Sexual assault on college campuses isn't an epidemic; rather, it's a decades-old problem that we're only now talking about, one entrenched in gendered stereotypes. And according to a study recently published in the journal Violence Against Women, it's a problem that involves too many men. 

Looking at a pool of 379 male volunteers from a southern university, the only one that agreed to be part of the study, researchers resurrected questions from a 1973 survey. They found that 54% of athletes and 38% of the non-athletes used "coercive behaviors — almost all of which met the legal definition of rape" — to get women into bed, the Washington Post reported.

"As high as these numbers are, they may actually under-represent the rates of coercion, since the study relied on self-reported behavior," said Sarah Desmarais, a forensic psychologist at North Carolina State University and one of the study's authors, according to the Independent.

Within isolated athletic communities — 159 of the men surveyed played recreational sports, while 29 were intercollegiate athletes — aggressive behavior and male dominance are lauded, their members largely protected for errant actions.
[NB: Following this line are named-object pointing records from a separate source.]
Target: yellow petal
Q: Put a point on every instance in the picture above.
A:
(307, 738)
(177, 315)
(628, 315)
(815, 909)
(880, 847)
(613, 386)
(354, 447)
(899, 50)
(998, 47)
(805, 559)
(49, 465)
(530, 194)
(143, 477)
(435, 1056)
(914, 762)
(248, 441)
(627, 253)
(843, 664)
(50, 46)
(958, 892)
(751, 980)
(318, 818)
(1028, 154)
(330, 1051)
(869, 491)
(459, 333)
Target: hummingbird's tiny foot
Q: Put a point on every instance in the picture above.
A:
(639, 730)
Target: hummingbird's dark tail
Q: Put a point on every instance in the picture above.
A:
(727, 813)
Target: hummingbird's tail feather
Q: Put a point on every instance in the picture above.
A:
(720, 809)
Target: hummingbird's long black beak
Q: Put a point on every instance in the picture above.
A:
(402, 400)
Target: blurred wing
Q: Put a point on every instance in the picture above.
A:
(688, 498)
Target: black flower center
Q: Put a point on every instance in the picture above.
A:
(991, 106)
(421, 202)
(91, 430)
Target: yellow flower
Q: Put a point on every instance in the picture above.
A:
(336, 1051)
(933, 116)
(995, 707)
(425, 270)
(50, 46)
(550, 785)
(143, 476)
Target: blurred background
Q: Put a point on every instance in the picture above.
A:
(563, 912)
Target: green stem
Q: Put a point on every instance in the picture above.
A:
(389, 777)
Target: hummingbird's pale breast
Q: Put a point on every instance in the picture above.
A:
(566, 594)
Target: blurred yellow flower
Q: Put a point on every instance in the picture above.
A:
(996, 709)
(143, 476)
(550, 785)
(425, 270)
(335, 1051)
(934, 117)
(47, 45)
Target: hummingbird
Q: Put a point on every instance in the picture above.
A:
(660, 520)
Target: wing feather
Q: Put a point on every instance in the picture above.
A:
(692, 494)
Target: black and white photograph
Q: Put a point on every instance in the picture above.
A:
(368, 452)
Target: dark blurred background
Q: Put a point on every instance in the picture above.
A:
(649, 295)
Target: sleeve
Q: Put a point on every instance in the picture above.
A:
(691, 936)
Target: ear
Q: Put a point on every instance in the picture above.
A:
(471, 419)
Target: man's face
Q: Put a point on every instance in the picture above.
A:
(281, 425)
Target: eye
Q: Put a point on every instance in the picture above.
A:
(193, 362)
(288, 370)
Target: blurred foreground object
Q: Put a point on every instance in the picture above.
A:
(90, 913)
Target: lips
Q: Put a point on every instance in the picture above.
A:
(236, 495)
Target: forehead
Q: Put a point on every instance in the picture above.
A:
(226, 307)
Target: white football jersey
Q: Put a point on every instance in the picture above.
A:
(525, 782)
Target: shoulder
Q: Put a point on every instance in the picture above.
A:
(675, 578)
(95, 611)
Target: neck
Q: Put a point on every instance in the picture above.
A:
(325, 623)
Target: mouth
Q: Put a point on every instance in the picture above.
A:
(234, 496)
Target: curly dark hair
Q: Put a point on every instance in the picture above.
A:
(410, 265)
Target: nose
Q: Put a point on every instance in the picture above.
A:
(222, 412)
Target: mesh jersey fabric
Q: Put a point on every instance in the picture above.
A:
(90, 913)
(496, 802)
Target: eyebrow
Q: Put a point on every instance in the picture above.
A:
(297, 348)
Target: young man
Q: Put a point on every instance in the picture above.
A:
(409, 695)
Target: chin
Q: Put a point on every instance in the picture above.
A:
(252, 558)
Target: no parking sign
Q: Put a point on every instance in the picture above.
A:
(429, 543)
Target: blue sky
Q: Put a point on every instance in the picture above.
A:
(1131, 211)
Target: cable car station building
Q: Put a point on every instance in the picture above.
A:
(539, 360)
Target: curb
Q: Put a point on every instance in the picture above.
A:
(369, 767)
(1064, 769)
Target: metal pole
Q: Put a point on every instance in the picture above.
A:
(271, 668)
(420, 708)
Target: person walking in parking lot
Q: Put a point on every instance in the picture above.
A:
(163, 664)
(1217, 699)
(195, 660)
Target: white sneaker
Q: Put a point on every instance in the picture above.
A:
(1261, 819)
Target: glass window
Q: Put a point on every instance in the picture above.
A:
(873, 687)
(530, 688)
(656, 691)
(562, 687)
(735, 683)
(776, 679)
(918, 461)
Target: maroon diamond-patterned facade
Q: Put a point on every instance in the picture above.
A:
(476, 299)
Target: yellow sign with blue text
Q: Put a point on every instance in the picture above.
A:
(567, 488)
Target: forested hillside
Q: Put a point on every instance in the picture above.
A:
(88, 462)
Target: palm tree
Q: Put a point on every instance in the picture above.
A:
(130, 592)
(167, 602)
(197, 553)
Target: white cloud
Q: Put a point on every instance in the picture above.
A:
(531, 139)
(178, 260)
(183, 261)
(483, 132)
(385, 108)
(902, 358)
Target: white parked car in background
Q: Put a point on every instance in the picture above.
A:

That half the athletes pressured their partners wasn't necessarily unexpected, the researchers said. That so many non-athletes had done the same was more surprising.

According to the Post, men who bought into rape myths — that a woman needs to "fight back" in order to make a sex act rape — and into gender roles that cast women as little more than baby-makers were more likely to be sexually manipulative. 

Those men exist outside sports teams, too, and this isn't the first study to suggest men are too comfortable with forcing women into sex. What colleges and universities need to do, the researchers said, is to educate students about gender equality — to teach respect for women as people. Realistically, that education probably needs to start well before college if it's to be effective.